Handmade, but trivial to build - I made a tool so the guys in the world editor could just click anywhere to drop a path node and the tool would automatically link path nodes and prune redundant edges from the graph. Took a few minutes to do a whole city. Building graphs were mostly autogenerated from the navigation mesh and labeled "door" objects, with optional manually placed nodes when the room geometry was weird.
I once hacked in an A* implementation into Jedi Knight: Dark Force II. The in built AI in the game was very primitive (as most AI was at the time) but cog language provided me a way to work around it.
I initially used hand placed objects for the path nodes but I was experimenting with having the game rain down falling objects and keeping track of where they hit the ground to create a set of path nodes automatically. At first I was just going to look for negative space with a cog verb and set the nodes just above, but this doesn't catch walkable surfaces that are 3D objects instead of level surfaces.
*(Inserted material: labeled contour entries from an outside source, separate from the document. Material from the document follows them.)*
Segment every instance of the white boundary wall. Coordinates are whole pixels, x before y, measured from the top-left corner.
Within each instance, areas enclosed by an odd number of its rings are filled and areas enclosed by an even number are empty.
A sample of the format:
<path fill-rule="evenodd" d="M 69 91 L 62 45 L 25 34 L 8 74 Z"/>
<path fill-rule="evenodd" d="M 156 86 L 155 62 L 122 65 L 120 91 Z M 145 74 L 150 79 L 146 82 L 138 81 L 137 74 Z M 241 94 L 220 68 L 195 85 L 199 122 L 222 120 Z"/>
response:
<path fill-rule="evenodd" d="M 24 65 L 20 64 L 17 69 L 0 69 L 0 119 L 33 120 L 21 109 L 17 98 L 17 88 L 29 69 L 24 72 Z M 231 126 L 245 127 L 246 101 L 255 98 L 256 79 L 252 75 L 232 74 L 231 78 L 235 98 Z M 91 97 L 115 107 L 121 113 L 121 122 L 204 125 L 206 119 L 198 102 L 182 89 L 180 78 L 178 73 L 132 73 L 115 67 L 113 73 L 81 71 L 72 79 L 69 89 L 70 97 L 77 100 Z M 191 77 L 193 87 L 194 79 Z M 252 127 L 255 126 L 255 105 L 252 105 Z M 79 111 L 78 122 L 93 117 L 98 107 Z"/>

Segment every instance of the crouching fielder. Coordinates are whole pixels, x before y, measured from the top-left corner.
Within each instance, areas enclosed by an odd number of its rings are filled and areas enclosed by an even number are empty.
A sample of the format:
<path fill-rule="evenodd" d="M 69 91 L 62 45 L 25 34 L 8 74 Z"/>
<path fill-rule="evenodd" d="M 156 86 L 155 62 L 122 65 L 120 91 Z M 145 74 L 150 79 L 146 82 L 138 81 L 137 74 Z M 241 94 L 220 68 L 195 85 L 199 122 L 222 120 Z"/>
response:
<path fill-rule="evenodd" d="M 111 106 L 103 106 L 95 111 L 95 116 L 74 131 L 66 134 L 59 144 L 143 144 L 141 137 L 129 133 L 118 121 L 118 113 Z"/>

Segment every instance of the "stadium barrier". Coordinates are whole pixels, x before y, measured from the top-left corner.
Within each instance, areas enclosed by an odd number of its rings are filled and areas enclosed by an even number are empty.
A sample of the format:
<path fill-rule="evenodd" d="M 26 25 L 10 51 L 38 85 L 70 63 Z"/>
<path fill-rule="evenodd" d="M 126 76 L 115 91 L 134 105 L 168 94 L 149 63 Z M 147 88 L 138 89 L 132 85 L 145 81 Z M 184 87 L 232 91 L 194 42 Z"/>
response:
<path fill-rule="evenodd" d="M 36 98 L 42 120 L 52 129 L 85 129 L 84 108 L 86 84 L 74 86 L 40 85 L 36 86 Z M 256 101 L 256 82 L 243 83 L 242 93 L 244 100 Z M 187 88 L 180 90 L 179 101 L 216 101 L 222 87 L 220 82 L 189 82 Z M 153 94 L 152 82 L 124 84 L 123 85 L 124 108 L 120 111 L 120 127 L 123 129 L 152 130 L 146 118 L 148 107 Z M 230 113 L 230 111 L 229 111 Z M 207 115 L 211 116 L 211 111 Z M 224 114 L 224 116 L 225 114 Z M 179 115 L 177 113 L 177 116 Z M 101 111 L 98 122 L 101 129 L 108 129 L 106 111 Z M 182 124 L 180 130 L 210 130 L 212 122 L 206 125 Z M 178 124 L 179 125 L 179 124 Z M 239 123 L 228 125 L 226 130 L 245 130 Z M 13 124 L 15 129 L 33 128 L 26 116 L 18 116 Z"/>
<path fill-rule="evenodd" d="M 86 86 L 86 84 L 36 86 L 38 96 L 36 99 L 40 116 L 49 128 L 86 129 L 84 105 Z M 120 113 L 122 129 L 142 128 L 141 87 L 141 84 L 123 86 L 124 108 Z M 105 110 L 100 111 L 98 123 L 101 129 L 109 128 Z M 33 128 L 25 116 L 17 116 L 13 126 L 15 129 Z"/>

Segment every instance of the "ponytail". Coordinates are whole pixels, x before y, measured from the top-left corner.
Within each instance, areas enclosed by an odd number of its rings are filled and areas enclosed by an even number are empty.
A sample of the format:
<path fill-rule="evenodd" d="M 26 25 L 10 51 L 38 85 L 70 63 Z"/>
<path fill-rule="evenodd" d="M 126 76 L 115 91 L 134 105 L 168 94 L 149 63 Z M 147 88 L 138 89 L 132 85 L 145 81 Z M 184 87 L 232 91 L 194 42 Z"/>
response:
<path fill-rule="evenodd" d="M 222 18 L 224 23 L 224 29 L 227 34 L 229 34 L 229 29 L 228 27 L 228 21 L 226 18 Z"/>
I then had to rain a node down from the stop point to get walkable areas beneath them.
There were still entity specific concerns that were not fully worked out. Entities had different sizes so could fit in different spaces. I had accounted for crouching and set the nodes to be more expensive when that was required as the entity moved slower. I had max jump distance somehow factored in and just had enemies detect a pit dynamically and jump when needed, although this made it easy for me as a player to block their landing site and force them into a pit.
Doors were interesting too, I never really solved that. My idea was to have a second metadata factor beyond node distance that would make paths through doors very expensive when they were closed so the entities would find away around if possible but hang out at the door if they weren't. You'd still need the door to manually communicate with the nodes since some doors are lockable but many just open automatically so are not an obstacle. That required a bunch of manual work for the level designer which I didn't like.
It was a very fun set of problems to work through since the base problem is simple (in that it is solved) but there were lots of interesting edge cases that weren't. And trying to make it work in a dynamic changing environment really changes the whole problem.